In [None]:
import os, sys, re, random, math, time, glob
import pandas as pd
import numpy as np
import matplotlib.pyplot as plt
import matplotlib as mpl
from sklearn.neighbors import NearestNeighbors
from sklearn.cluster import MiniBatchKMeans
import seaborn as sns
from pprint import pprint
import yaml
import uuid
import time
import pickle

import anndata as ad
print(f"anndata=={ad.__version__}")
import scanpy as sc
import squidpy as sq
print(f"squidpy=={sq.__version__}")
import scimap as sm
print(f"scimap=={sm.__version__}")

from scipy.stats import kurtosis
from scipy.stats import skew
from scipy.stats import iqr

%matplotlib inline

In [None]:
allClassData = pd.read_csv("./allClassData.csv")

In [None]:
allClassData['ROI'].nunique()

# Aggregate Stats & Permutation Test (SciMap Tool)

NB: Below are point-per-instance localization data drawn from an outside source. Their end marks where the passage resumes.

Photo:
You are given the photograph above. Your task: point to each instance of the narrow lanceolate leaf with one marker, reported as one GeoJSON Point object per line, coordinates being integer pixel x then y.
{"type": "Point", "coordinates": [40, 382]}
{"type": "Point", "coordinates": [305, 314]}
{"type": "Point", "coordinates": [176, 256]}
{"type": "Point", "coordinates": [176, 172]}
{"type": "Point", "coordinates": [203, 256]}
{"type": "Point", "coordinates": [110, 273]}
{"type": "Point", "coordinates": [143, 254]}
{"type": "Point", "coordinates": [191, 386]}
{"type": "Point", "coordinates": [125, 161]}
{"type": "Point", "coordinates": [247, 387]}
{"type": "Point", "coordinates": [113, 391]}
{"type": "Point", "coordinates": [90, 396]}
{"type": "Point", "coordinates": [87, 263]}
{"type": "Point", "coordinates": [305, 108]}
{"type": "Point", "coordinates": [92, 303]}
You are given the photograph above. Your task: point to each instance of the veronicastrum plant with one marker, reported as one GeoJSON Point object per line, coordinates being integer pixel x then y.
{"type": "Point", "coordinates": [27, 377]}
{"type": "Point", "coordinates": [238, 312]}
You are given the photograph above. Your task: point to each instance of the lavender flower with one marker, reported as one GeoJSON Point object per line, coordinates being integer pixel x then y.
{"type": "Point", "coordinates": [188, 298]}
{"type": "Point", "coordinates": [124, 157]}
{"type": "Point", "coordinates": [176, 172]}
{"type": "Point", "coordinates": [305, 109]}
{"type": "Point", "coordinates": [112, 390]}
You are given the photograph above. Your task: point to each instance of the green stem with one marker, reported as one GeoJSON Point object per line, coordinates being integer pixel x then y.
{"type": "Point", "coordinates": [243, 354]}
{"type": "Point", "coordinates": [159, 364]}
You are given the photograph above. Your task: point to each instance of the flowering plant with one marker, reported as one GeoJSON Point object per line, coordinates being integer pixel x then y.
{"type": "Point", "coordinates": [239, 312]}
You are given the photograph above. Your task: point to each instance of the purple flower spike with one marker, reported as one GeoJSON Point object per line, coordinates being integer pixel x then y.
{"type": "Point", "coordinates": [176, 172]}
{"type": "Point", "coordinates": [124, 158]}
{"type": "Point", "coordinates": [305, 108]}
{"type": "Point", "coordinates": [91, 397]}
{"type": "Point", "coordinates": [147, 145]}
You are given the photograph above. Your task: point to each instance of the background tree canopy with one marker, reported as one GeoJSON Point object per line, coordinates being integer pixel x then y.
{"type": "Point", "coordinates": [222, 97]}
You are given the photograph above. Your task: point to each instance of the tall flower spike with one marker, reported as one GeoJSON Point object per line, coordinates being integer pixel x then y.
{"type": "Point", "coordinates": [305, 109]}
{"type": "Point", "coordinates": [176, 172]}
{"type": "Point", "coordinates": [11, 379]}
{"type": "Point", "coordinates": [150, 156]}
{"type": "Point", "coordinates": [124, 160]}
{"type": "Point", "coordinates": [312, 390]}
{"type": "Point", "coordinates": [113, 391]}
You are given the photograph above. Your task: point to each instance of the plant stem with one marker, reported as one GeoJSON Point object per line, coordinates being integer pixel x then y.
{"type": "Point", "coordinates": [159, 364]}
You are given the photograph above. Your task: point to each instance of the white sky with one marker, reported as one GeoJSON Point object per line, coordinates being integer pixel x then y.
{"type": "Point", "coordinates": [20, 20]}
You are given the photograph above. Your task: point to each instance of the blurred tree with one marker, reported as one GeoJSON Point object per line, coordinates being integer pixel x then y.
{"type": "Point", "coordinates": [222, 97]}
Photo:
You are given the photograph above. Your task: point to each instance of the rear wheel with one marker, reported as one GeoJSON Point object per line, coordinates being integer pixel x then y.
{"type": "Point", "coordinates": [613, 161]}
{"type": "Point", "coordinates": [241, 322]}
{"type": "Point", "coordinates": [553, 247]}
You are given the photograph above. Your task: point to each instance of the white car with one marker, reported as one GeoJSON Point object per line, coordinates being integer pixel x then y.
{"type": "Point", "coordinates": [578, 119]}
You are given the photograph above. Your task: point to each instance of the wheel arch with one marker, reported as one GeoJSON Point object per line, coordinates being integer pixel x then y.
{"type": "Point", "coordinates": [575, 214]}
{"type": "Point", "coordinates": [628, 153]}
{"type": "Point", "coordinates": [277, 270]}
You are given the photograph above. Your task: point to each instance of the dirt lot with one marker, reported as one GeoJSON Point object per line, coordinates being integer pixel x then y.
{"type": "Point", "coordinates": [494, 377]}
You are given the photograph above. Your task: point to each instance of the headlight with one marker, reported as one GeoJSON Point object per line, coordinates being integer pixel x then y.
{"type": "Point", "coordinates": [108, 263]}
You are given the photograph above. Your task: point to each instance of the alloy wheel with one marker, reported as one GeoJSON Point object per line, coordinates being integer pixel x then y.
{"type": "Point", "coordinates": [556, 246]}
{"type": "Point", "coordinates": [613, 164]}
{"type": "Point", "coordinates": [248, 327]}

##### [ obs connections /  random permutations of connections ]

In [None]:
## Create AnnData object
noBad = allClassData[~allClassData['Class'].str.contains("ARTIFACT: ", na=False)] # remove artifacts from allClassData
singleJustVars = noBad.filter(regex='(_Cell_)',axis=1) # Get only markers
singleJustVars = singleJustVars[singleJustVars.columns.drop(list(singleJustVars.filter(regex='(_Max|_Mean)')))] # Remove max and mean

adata = ad.AnnData(singleJustVars) # create AnnData object
adata.obs_names = [ str(e) for e in noBad['uuid'].to_list()] # Set observation names
adata.var_names = singleJustVars.columns.to_list() # Set variable names
adata.obsm={ "spatial": noBad[['Centroid_X_um','invertY']].to_numpy(), # Add coordinates
             "Nucleus_Area" : noBad[['Nucleus_Area_um2']].to_numpy(), # Add nucleus area
             "Cell_Area" : noBad[['Cell_Area_um2']].to_numpy() # Add cell area
           }  
adata.obs["cell_type"] = pd.Categorical( noBad['Class'] ) # Add Class annotations
adata.uns["Slide"] = noBad["Slide"] # Add Slide
adata.obs["imageid"] = pd.Categorical( noBad["ROI"] ) # Add ROI number
adata.obs["cohort_site"] = pd.Categorical( noBad["Origin"] )

adata

In [None]:
noBad["Origin"].value_counts()

In [None]:
# Get highest expressed markers
fig, ax1 = plt.subplots(figsize=(15,9))
sc.pl.highest_expr_genes(adata, n_top=25, ax=ax1, save='highest_expressed_markers.png')

In [None]:
sc.pp.calculate_qc_metrics(
    adata,
    percent_top=(5, 10, 15),
    var_type="antibodies",
    inplace=True
)

# log1p_total_counts = log(1+x) where x is total count of genes in a cell
# n_antibodies_by_counts = number of antibodies with at least 1 count in a cell, calculated across all cells
sns.jointplot("log1p_total_counts", "n_antibodies_by_counts", adata.obs, kind="hex", norm=mpl.colors.LogNorm()) 
plt.savefig('figures/n_antibodies_by_counts.png')

In [None]:
# Looking at one ROI
justRandROI = adata[adata.obs['imageid'] =='controllymph1']
print(justRandROI.shape)
fig, ax1 = plt.subplots(figsize=(14,9))
sc.pl.spatial(justRandROI, color="cell_type", spot_size=12, ax=ax1)

# Neighborhood enrichment
 -----
 
A similar analysis that can inform on the neighbor structure of the tissue is the *neighborhood enrichment test*.
You can compute such score with the following function: :func:`squidpy.gr.nhood_enrichment`.
In short, it's an enrichment score on spatial proximity of clusters: if spots belonging to two different clusters are often close to each other, then they will have a high score and can be defined as being *enriched*.
On the other hand, if they are far apart, the score will be low and they can be defined as *depleted*.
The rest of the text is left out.